Rich Paxson

In what ways is your understanding of what God requires from religious people changing? What does it mean to be a good religious person?

My duplicity seems so ingrained that when my falsity and my awareness of it occur simultaneously, then at first I see it as someone else’s. I think, did I say that? Or, did I really just agree to that contract so deeply unfair to the workers? Why did I say no so quickly when asked to say a prayer at a social event? Do I really lack the patience just to listen to what this person is saying? Did I have to honk the horn at that young driver in the intersection. Didn’t the frightened look on her face tell me something about the impact of my impatience?

Generally, I’ve thought of myself as the one searching for God’s presence. As recently as a month ago in this Discussion Forum I wrote : “The concept of progressive revelation gives me the space to discover, to learn the dimensions of the concavity of God’s presence in my life.” A month ago I searched. Now I am beginning to discover that the quest is not mine, but belongs to the Forgiving Victim who pursues me! And I, to some rich and to all no longer a young man; I cannot yet sell all that I have and follow.

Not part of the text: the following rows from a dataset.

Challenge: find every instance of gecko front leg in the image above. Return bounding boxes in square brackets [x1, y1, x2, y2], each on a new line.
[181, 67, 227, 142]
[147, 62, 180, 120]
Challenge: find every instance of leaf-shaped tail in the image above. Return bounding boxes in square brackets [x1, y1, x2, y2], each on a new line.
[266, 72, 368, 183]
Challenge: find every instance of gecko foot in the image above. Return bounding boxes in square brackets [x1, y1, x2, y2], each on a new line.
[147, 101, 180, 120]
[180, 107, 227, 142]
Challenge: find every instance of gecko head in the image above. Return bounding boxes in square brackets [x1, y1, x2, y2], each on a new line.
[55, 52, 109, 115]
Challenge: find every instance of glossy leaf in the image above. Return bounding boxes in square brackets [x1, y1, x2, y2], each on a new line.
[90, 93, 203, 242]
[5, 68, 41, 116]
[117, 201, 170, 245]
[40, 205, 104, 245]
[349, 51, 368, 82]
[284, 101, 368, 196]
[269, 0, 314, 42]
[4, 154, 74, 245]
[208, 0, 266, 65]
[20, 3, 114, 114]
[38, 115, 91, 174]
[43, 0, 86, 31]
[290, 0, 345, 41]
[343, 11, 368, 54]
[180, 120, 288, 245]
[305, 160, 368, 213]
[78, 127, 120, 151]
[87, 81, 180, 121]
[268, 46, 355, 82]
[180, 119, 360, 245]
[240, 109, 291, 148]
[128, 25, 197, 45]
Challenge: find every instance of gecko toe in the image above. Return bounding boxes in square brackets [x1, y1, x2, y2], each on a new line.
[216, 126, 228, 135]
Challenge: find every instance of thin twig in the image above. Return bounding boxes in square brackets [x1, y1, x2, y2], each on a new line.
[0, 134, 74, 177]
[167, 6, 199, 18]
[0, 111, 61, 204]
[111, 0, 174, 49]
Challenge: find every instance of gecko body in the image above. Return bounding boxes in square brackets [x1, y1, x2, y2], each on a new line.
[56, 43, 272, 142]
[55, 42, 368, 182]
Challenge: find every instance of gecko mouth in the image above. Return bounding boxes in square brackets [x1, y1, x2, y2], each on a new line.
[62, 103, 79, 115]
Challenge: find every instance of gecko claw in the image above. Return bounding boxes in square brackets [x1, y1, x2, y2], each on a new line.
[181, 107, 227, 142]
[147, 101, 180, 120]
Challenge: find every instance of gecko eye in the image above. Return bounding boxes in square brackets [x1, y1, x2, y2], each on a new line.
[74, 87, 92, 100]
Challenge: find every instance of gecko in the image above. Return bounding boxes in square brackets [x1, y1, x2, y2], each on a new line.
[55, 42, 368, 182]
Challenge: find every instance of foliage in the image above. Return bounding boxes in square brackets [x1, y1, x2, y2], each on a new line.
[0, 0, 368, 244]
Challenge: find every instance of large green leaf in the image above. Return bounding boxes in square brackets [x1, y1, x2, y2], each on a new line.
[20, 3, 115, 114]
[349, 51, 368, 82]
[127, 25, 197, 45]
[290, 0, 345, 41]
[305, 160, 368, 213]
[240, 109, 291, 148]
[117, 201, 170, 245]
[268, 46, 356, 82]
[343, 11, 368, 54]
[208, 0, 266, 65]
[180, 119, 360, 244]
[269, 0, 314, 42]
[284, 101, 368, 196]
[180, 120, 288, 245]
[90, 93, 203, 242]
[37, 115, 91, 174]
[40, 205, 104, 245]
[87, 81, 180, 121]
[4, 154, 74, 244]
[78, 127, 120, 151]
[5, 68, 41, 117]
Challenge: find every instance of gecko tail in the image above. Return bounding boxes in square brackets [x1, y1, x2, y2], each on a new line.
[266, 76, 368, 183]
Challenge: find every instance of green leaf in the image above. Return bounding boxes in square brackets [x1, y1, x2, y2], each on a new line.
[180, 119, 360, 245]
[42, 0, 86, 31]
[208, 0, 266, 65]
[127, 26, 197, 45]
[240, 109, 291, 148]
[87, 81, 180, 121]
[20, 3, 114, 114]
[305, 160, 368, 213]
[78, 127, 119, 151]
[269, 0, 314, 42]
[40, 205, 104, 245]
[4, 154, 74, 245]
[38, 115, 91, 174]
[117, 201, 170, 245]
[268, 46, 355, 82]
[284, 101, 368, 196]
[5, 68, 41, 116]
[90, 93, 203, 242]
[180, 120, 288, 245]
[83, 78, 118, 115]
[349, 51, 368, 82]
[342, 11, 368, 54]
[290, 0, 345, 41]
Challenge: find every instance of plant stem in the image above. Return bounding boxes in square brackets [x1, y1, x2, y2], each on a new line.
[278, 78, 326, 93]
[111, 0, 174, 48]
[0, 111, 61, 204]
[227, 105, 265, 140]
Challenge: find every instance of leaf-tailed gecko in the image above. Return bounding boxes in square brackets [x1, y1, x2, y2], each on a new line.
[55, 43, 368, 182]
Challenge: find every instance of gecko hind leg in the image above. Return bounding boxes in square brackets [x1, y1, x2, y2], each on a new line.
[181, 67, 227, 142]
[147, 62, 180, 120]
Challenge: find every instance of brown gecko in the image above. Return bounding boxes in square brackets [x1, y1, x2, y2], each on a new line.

So yes, my understanding of living a good religious life is changing. I think of the parable of the coin stamped with Caesar’s image. Jesus said render unto Caesar that which is Caesar’s; and unto God that which is God’s. The enduring image stamped onto my life is not Caesar, but the image of God. What I am discovering here is how deeply the sediment of my selfish needs have buried God’s image. And yet still, the Forgiving Victim brings the quickening rains of revelation to cut first gullies and then ravines into the flatlands of my complaisance.